Le tsar de Russie propose à son allié français de lui fournir des hommes contre l’armement lourd qui lui fait défaut. 40.000 russes prennent ainsi la mer vers la France.

Au printemps 1917, pendant l’offensive du chemin des dames, 100.000 soldats français viennent mourir en quelques jours au pied des lignes allemandes. A leur tour, les russes sont envoyés au massacre (avec les troupes coloniales que l’armée française a amenée en renfort).

Les russes apprennent par le journal clandestin Natcholo que, pendant qu’ils meurent en une lointaine terre étrangère, une révolution se déroule chez eux.

Alors qu’ils sont repliés sur Neufchâteau, ils refusent de retourner au front et exigent de rentrer en Russie.

Pour éviter la contagion dans ses propres rangs, l’état-major français décide qu’il conviendrait d’isoler rapidement ces troupes russes contaminées par la rébellion.

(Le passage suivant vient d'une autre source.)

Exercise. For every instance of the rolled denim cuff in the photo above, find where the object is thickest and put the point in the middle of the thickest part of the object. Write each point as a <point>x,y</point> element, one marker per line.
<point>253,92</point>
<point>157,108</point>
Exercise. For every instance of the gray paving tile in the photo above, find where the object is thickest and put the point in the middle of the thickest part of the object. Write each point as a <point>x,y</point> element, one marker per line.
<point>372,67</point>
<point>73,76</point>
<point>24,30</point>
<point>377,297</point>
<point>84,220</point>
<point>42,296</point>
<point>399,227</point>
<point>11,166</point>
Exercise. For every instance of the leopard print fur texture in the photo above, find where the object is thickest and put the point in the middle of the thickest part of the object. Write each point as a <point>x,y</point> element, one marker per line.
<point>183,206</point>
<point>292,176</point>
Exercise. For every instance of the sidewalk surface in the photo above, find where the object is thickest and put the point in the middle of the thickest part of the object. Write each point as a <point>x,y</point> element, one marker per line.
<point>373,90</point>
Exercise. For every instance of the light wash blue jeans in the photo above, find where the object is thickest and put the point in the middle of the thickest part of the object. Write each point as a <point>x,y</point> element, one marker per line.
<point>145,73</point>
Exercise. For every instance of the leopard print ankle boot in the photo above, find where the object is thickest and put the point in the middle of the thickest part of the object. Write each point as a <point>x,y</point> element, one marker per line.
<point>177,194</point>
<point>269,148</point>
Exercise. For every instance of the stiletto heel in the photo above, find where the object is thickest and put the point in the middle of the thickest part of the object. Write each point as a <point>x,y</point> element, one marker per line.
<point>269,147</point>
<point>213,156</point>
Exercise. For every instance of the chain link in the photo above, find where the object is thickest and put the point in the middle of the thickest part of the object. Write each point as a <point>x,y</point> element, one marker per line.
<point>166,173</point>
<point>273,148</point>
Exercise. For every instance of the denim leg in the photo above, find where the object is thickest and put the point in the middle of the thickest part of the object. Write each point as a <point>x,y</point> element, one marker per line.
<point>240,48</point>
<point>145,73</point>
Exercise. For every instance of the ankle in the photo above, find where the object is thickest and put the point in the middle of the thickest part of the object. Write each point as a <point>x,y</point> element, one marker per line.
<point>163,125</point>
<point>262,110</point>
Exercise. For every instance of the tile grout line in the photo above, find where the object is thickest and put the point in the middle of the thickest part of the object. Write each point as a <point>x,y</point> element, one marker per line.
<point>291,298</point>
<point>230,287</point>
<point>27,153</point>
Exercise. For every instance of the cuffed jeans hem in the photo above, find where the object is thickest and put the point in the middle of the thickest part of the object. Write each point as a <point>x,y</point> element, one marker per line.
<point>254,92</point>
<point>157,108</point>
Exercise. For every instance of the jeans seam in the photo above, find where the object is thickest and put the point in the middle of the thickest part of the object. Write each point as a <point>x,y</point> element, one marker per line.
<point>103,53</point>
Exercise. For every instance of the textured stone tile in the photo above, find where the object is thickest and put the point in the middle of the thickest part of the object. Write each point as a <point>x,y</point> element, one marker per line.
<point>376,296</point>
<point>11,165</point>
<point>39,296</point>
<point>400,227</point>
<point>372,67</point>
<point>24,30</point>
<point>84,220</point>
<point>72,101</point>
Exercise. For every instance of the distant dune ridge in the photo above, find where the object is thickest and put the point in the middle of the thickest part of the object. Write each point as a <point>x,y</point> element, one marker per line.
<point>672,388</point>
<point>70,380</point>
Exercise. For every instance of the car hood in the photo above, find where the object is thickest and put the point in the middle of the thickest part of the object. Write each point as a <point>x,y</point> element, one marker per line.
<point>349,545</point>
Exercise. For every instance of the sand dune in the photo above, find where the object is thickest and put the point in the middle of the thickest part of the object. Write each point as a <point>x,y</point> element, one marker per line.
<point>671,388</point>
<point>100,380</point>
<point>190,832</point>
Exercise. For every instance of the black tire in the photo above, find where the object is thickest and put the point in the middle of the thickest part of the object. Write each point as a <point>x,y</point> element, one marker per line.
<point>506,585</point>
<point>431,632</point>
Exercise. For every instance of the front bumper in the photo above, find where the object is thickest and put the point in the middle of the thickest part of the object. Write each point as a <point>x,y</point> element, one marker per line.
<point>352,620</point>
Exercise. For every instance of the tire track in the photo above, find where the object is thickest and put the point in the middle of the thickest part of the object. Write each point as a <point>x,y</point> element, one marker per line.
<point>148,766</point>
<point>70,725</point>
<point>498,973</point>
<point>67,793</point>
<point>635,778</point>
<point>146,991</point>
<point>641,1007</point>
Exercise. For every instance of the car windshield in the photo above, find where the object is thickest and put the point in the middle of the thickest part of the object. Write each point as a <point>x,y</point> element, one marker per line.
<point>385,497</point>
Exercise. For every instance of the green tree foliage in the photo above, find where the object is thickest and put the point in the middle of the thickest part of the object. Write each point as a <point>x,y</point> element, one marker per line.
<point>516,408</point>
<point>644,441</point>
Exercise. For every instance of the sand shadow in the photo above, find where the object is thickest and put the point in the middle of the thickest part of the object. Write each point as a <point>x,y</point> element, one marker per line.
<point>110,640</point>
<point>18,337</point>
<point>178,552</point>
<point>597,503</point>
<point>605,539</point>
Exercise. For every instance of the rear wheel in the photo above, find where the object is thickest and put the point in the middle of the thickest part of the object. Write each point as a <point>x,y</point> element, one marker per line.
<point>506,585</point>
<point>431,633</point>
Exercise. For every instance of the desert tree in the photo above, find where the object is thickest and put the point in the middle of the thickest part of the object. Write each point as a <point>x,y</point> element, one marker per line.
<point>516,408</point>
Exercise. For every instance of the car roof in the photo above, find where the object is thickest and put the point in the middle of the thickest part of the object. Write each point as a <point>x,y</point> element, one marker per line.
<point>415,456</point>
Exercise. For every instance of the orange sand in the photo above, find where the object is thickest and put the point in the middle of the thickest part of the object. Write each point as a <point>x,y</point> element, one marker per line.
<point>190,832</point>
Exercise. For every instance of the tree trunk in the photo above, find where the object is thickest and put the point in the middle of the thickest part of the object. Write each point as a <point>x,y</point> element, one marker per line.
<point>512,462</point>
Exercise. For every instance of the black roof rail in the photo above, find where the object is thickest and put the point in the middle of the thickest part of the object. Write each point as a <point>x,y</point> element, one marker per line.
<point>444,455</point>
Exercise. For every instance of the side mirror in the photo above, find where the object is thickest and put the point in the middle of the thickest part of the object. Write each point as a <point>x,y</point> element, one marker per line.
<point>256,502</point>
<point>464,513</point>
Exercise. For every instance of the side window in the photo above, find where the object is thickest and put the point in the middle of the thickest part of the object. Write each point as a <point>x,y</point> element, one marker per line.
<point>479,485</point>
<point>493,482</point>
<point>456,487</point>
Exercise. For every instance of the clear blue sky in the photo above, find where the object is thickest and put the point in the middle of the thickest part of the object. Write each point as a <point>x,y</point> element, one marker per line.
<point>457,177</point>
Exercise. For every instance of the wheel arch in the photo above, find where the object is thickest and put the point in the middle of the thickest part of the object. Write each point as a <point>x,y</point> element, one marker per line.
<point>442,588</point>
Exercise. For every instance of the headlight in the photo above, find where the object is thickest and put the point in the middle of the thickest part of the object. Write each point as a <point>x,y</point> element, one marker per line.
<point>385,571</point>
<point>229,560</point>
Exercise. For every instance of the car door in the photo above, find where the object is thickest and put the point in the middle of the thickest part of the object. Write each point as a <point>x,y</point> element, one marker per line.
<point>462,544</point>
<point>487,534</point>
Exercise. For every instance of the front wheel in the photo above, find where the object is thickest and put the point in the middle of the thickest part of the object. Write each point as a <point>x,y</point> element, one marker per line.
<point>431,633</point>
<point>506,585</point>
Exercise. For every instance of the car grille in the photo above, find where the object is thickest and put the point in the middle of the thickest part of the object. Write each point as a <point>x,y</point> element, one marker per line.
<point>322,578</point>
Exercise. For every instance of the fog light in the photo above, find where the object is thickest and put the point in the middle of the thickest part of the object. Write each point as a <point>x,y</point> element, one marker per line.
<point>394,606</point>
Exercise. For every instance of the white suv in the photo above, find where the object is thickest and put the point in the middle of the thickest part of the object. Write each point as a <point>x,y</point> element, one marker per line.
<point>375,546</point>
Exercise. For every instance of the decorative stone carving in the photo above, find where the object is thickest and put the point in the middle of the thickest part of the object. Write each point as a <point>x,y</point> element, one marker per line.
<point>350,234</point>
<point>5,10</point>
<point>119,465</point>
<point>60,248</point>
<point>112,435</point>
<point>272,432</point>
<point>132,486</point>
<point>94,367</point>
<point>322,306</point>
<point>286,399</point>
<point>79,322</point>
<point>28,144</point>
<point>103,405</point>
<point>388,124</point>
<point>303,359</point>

En juin 1917, le ministère de la guerre ordonne alors le déplacement des troupes russes au camp militaire de La Courtine, en Creuse.

Là, les russes refusent de rendre leurs fusils qu’ils emmènent dans le camp, expulsent leurs officiers et forment des soviets de soldats. Ils réaffirment que tout ce qu’ils veulent est leur retour en Russie. L’état major français rassemble alors 5500 soldats français, 3100 soldats russes loyalistes, et fait encercler le camp.

En septembre 1917, il donne l’ordre d’ouvrir le feu. Le premier cercle, les loyalistes russes, tire à la mitrailleuse sur les mutins russes encerclés. Derrière eux, l’artillerie française écrase le camp pendant 2 jours sous 800 obus de 75mm.

Quand le feu cesse, les délégués des soviets de soldats rescapés sont immédiatement fusillés. Les autres mutins sont condamnés aux travaux forcés et déportés dans les colonies africaines de la France.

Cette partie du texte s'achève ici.